Penelitian Mengungkap Seberapa Sering Ganja Memicu Episode Psikotik
Paparan ganja dan psikosis telah lama dikaitkan, meskipun kita kesulitan menentukan mengapa dan seberapa sering episode psikotik tersebut terjadi.
Sebuah analisis baru berupaya memberikan kejelasan melalui kabut asap, dengan menyusun data dari berbagai penelitian yang melibatkan lebih dari 200.000 peserta.
Sementara penelitian individual menunjukkan bahwa psikosis terjadi pada 1 hingga 70 persen dari semua pengguna ganja, analisis baru menemukan bahwa sekitar 1 dari 200 (atau hanya 0,5 persen) mungkin mengalami episode psikotik, yang dapat melibatkan halusinasi, delusi, dan paranoia.
"Belum ada penelitian yang mensintesis dan membandingkan temuan yang diperoleh dari berbagai desain penelitian dan populasi" tentang tingkat psikosis yang terkait dengan penggunaan ganja, tim di balik analisis tersebut menjelaskan dalam makalah mereka.
Penelitian sebelumnya menunjukkan gen untuk skizofrenia dapat menjelaskan mengapa beberapa pengguna ganja mengembangkan psikosis sementara yang lain tidak.
Ganja berkekuatan tinggi juga menjadi lebih umum dan ditemukan menggandakan risiko psikosis pada orang dewasa muda.
Analisis baru ini menemukan hal yang sama, pada orang dewasa muda dan wanita, orang dengan kondisi kesehatan mental yang sudah ada sebelumnya seperti gangguan bipolar ditemukan lebih berisiko mengalami psikosis daripada yang lain.
Namun, dua gen yang sebelumnya dikaitkan dengan psikosis pada pengguna ganja, COMT dan AKT1, tidak menunjukkan hubungan yang jelas dalam analisis ini, yang mendorong alasan untuk berpikir ulang.
Individu yang telah terpapar obat lebih awal dan lebih sering daripada yang lain juga tidak berisiko lebih tinggi mengalami psikosis dalam analisis khusus episode psikotik akut ini.
Namun, penggunaan sehari-hari mungkin masih membawa risiko lebih tinggi untuk mengembangkan psikosis dalam jangka panjang.
Dan dari semua faktor demografi yang dianalisis, hanya usia (lebih muda) dan jenis kelamin (wanita) yang menunjukkan korelasi dengan episode psikotik; tingkat pendidikan dan status sosial ekonomi tidak memiliki efek yang jelas.

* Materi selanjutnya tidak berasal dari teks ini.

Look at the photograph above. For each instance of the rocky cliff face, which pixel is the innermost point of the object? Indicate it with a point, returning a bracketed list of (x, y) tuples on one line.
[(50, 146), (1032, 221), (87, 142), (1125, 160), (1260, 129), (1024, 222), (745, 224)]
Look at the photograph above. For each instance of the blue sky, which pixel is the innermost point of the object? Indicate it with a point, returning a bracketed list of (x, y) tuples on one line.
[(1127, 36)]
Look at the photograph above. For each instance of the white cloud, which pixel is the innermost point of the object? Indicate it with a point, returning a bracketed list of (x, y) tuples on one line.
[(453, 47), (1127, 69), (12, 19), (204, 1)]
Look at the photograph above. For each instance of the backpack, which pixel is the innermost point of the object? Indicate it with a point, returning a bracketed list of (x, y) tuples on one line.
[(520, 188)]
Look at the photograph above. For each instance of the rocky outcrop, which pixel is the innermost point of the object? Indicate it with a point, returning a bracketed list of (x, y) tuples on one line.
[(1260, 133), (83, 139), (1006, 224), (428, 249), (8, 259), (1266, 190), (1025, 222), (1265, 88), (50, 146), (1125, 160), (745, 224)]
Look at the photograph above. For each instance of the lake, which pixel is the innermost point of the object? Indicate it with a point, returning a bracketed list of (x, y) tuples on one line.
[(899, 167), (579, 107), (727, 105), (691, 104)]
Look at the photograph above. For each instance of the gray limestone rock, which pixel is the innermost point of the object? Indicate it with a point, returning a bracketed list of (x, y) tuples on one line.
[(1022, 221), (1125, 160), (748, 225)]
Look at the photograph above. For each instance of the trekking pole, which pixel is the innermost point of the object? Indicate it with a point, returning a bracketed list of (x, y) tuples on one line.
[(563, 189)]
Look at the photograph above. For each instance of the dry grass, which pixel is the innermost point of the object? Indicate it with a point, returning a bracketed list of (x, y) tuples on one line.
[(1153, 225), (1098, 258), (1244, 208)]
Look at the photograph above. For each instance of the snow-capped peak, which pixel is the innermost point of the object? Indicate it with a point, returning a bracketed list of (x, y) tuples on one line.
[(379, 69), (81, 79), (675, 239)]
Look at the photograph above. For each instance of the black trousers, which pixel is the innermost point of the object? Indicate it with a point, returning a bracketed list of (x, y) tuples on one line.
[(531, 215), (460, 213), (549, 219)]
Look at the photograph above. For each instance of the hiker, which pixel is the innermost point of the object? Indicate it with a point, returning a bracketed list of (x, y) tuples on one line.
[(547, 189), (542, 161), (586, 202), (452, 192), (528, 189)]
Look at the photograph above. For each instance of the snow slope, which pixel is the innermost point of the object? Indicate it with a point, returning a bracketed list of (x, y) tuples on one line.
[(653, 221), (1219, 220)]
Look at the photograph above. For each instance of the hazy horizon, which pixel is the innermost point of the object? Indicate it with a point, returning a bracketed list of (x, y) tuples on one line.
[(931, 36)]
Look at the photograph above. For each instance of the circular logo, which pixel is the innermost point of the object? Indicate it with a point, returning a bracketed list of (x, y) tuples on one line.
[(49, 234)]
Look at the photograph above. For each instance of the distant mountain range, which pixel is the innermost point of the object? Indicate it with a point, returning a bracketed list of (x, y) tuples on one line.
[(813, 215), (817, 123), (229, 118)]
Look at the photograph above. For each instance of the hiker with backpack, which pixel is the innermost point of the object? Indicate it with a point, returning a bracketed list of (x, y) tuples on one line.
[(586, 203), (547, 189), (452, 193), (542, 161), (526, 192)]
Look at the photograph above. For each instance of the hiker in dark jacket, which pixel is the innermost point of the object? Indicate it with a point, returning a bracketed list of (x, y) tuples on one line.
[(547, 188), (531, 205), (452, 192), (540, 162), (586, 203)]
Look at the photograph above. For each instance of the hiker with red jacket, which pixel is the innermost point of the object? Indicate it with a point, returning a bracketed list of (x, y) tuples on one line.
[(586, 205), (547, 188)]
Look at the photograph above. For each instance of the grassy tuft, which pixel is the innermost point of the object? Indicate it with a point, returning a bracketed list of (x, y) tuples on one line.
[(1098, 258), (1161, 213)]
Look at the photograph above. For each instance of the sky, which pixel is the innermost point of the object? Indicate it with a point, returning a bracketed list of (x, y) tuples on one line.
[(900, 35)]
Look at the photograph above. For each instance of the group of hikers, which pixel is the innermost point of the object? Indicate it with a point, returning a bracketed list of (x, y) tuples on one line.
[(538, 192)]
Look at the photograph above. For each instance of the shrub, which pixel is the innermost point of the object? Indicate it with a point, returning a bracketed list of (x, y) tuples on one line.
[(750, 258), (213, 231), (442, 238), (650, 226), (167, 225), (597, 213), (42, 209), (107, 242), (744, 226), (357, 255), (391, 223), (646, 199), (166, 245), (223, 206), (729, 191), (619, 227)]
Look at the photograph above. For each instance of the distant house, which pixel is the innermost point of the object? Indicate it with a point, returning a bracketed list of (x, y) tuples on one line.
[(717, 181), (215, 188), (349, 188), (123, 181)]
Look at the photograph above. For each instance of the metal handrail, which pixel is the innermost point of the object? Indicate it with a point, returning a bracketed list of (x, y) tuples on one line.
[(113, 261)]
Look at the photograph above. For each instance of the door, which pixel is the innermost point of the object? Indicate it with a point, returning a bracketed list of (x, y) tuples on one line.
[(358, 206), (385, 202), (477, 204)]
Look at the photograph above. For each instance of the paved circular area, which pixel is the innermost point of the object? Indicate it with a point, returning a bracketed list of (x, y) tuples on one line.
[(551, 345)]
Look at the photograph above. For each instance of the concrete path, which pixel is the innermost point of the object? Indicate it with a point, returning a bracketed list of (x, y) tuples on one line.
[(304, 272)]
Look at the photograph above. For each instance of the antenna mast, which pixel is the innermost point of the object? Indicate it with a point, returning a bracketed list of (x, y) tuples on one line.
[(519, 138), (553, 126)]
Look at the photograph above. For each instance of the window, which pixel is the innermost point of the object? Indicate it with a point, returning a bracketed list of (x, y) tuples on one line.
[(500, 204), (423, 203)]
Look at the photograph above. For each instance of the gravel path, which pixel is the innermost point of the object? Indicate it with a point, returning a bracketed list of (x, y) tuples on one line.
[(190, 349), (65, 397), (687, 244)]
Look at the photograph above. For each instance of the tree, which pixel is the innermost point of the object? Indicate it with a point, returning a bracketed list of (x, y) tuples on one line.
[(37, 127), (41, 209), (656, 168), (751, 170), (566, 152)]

Tabea Schoeler, seorang ahli genetika statistik di Universitas Lausanne di Swiss, dan rekan-rekannya memilih 162 studi berkualitas tinggi untuk analisis mereka.

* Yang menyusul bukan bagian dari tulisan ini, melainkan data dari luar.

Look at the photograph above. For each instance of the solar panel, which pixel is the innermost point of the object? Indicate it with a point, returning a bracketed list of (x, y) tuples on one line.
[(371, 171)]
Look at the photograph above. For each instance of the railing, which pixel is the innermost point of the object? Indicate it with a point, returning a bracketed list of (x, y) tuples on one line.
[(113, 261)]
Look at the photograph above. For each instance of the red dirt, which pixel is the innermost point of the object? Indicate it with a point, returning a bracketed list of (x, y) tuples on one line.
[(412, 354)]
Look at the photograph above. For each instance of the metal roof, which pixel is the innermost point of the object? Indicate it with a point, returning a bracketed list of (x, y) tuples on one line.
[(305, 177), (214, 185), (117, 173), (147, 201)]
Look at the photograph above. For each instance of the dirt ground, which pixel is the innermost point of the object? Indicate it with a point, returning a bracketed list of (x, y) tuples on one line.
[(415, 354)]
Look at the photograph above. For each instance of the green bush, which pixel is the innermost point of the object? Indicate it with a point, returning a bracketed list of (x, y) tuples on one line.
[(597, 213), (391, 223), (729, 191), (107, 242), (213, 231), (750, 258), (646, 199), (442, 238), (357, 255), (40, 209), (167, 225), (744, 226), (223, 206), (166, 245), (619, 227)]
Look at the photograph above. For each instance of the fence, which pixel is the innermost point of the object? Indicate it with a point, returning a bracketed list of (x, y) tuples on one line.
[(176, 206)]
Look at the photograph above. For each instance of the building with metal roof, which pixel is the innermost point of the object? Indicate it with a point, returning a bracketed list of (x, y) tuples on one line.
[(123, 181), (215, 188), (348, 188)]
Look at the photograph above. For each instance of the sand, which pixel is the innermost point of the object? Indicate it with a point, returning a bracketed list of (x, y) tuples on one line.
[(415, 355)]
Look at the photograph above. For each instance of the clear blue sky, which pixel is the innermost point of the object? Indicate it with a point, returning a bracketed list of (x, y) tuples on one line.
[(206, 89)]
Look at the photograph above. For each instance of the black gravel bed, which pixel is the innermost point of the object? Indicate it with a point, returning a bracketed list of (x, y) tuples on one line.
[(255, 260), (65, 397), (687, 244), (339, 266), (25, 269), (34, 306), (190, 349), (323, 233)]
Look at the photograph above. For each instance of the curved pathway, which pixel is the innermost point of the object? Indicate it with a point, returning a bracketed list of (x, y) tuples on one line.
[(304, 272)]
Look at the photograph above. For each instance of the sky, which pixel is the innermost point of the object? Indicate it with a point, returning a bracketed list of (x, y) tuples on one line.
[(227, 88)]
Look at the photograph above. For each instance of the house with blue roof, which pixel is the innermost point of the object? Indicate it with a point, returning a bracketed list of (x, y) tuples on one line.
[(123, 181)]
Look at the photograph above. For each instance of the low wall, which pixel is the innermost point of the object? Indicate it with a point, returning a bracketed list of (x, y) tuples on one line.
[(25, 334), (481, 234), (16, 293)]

Sebagian besar dari 201.283 peserta telah menjadi bagian dari studi observasional yang menilai pengalaman pengguna ganja rekreasional, dan mencari hubungan dengan faktor demografi, sosial, dan genetik.
Sekitar 15 persen telah berpartisipasi dalam studi yang menguji produk ganja medis dan mendokumentasikan efek sampingnya, sementara 1 persen yang tipis telah terlibat dalam studi eksperimental yang mempelajari efek THC pada relawan yang sehat.

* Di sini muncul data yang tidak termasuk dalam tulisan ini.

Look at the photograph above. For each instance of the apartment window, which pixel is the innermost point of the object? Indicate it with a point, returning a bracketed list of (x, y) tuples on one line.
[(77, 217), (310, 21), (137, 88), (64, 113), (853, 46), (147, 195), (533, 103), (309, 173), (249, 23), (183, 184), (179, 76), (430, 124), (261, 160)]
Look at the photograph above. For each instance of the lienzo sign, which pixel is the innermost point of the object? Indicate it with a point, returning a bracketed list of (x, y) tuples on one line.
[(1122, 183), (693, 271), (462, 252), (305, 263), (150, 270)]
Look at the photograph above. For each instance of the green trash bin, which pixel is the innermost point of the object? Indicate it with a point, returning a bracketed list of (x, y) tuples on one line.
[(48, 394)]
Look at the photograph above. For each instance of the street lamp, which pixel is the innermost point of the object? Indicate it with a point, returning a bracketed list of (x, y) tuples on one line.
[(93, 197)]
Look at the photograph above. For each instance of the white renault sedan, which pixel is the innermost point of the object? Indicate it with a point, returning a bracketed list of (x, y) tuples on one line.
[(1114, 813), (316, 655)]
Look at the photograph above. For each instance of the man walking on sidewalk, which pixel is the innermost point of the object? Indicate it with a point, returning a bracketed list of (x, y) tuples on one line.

"Ketersediaan tiga bukti yang berbeda ini memberikan peluang penelitian yang unik karena temuan mereka dapat disintesis, diperiksa untuk konvergensi, dan akhirnya, berkontribusi pada lebih banyak inisiatif pengurangan bahaya berbasis bukti," tulis Schoeler dan rekan-rekannya.
Tingkat psikosis terkait ganja bervariasi secara substansial di berbagai jenis studi: Studi observasional dan penelitian eksperimental melaporkan tingkat yang tinggi masing-masing sebesar 19 persen dan 21 persen, sedangkan studi ganja medis melaporkan tingkat psikosis yang jauh lebih rendah tetapi masih signifikan, pada sekitar 2 persen peserta.
"Hal ini menunjukkan bahwa risiko gejala seperti psikosis akut ada setelah terpapar ganja, terlepas dari apakah ganja digunakan untuk rekreasi, diberikan dalam eksperimen terkontrol, atau diresepkan sebagai produk obat," tulis tim tersebut.
Namun, "tidak semua orang yang terpapar ganja memiliki risiko yang sama" karena faktor prediksi yang diidentifikasi dalam analisis tersebut – usia, jenis kelamin, kondisi kesehatan mental, dan potensi THC.
Studi tersebut telah dipublikasikan di Nature Mental Health.